My thoughts: I read this book as part of the 2011 Non-Fiction Challenge hosted by The Broke and The Bookish. I chose to read about Cleopatra because I really enjoy reading about royalty--although mostly British and French royalty. Egypt has been in the headlines as of late, as well. I also love the cover-- pearls are so classic and it's quite gorgeous.
Schiff points out in the beginning the lack of evidence of Cleopatra's reign. Most of our information about her comes from Romans centuries later. Most of the writers were also largely opposed to her, calling her the fall of Marc Antony and a traitor to the Roman empire. Schiff tries to reconstruct what Cleopatra's life and rule would have been like with the small amount of information present known about her and about Rome and Egypt at the times.
This was sound read, with a lot of good information. Some parts of the book seemed to skip around to the world outside of Cleopatra and her Roman suitors, but most of it stayed centered.
And now, five facts to know about Cleopatra!
- Cleopatra was actually Greek, part of the Ptolemaic dynasty that ruled after Alexander the Great
- She met Caesar when she was in her early twenties and he was in his fifties. They had one son, Caesarion (which means "little Caesar")

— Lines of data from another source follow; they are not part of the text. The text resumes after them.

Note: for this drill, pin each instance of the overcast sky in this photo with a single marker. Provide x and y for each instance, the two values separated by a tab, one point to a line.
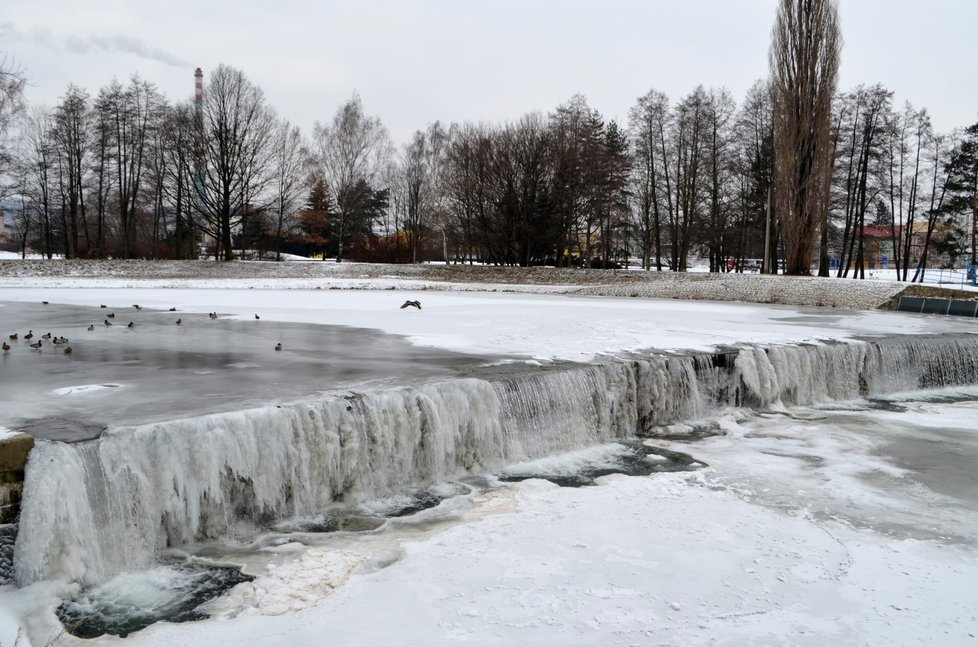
418	61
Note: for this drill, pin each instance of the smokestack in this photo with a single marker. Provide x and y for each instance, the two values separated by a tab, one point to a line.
199	88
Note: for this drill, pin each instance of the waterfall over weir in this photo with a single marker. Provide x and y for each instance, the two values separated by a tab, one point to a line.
97	508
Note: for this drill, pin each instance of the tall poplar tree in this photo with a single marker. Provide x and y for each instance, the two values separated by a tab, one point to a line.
804	60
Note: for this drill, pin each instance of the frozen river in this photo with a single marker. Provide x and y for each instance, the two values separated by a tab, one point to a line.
119	375
849	521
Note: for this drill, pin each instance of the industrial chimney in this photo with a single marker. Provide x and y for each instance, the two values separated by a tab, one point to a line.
199	89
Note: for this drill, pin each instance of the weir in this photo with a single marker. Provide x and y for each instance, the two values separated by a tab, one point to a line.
97	508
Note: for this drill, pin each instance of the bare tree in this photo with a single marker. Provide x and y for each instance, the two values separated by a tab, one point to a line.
134	114
647	121
233	131
422	167
352	152
70	138
804	60
37	162
11	107
291	161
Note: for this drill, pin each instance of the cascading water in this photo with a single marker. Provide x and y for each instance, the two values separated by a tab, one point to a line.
94	509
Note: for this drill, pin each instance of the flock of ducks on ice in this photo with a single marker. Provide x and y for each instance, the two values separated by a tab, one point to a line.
62	342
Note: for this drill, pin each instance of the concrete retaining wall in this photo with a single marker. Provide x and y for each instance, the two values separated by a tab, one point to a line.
14	449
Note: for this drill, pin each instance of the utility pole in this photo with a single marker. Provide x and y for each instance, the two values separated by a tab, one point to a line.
766	265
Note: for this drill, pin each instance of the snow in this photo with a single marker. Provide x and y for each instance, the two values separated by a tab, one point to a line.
806	528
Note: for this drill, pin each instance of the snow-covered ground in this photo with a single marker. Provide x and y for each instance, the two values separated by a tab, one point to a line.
847	526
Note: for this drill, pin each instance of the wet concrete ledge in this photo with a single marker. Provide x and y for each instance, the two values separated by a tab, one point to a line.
14	450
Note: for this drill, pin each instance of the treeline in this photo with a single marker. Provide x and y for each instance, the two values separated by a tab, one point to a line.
127	173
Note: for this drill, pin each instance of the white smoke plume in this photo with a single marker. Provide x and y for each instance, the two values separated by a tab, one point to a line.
82	44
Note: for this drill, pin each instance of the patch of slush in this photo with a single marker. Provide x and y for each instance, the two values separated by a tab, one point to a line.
584	466
82	389
133	601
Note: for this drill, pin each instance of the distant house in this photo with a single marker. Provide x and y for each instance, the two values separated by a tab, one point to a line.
878	248
6	227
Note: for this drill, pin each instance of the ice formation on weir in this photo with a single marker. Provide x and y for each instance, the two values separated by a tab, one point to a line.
97	508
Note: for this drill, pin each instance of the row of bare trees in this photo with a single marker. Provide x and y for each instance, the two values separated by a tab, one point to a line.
128	173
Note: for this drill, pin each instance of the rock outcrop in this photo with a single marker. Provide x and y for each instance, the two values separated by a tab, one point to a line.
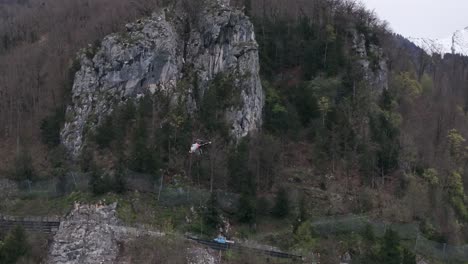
90	234
174	52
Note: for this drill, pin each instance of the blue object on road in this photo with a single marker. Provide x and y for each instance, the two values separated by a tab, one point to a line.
220	239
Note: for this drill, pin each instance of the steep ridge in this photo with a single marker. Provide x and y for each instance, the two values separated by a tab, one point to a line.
455	44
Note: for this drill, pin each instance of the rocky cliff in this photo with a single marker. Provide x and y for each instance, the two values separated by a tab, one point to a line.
177	52
91	234
372	61
457	43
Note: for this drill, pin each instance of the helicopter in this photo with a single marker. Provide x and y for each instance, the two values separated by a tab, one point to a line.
198	145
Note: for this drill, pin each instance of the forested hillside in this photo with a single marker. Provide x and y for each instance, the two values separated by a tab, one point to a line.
356	120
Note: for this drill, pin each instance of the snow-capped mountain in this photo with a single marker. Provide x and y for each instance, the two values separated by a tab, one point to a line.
455	44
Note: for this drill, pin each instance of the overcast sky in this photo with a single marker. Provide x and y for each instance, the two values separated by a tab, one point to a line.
422	18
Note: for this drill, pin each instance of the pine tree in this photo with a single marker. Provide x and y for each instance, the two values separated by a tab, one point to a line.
211	214
391	252
14	246
23	166
246	212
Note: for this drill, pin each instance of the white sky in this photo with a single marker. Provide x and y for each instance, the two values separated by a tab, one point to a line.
422	18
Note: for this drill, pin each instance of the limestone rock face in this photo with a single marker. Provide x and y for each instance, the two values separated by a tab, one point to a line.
86	236
372	61
90	234
174	53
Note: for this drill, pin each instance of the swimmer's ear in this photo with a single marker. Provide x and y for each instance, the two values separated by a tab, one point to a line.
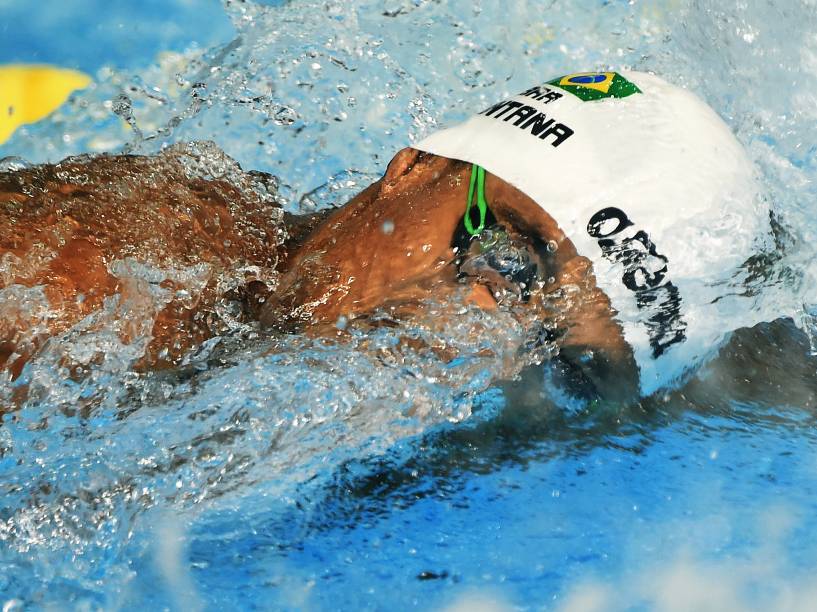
399	166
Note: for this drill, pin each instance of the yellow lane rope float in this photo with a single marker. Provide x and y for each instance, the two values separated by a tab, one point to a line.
29	93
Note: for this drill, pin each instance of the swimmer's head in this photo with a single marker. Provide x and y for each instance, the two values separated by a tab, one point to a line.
645	180
587	142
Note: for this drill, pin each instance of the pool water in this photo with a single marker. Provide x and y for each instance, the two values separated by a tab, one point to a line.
286	472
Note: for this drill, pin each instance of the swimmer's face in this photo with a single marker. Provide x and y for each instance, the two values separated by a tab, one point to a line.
393	241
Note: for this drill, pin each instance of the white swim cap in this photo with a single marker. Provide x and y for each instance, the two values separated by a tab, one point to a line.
649	184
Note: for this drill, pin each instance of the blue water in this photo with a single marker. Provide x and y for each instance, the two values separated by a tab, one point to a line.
294	473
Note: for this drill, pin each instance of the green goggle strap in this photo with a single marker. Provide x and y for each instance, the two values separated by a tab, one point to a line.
478	182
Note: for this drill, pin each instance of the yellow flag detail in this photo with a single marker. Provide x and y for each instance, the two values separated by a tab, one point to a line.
29	93
599	81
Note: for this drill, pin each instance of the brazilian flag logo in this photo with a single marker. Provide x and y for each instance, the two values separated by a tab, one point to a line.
589	86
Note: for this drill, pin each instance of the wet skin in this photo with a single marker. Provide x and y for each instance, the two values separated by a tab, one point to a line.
389	245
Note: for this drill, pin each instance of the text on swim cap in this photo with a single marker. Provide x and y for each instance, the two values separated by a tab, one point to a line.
638	255
530	119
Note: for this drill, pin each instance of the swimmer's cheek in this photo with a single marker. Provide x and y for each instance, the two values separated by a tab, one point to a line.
481	296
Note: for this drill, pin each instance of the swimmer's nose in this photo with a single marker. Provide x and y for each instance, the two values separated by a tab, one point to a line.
400	165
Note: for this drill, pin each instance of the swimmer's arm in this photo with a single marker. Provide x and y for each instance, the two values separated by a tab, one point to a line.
593	340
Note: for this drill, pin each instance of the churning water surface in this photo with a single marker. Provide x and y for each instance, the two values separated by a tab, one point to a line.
286	472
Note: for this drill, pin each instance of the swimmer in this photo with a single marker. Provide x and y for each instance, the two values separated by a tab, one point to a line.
622	196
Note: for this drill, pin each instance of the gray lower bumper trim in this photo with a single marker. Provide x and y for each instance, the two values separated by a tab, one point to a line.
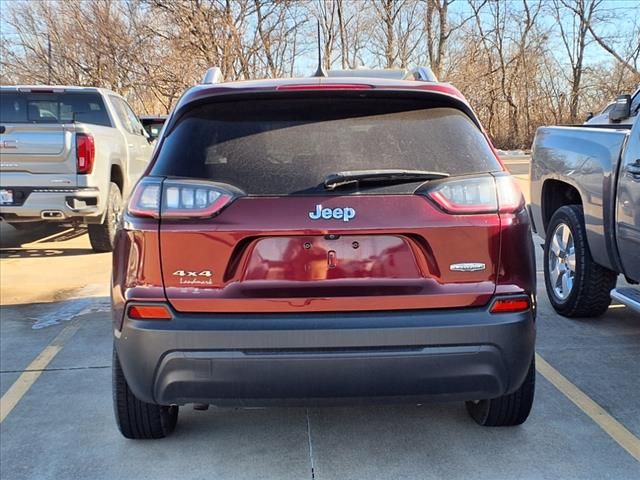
261	359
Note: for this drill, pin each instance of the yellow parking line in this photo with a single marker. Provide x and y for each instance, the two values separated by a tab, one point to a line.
27	378
614	429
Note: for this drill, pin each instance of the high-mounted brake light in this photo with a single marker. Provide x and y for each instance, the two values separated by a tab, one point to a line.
477	195
85	153
325	86
178	199
149	312
510	305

- Cleopatra was actually in Rome when Caesar was assassinated.
- She and Marc Antony had three children together. As their conquest began to fail, Marc Antony became depressed and later tried to kill himself.
- The stories of Cleopatra's death have been greatly exaggerated. Few experts really believe she was bit by a snake. Most believe it was poison.
Reading this book makes me really excited to read this title: Cleopatra's Moon by Vicky Alvear Schecter. It's about her daughter, Cleopatra Selene (Selene means moon in Latin, while her twin brother Alexander Helios means sun. Another fact!) It looks like a great book.
I would definitely suggest Cleopatra: A Life for anyone wanting to learn more about her. It's very well-written and instructive.
One book down, 6 books to go in the 2011 Non-Fiction Challenge!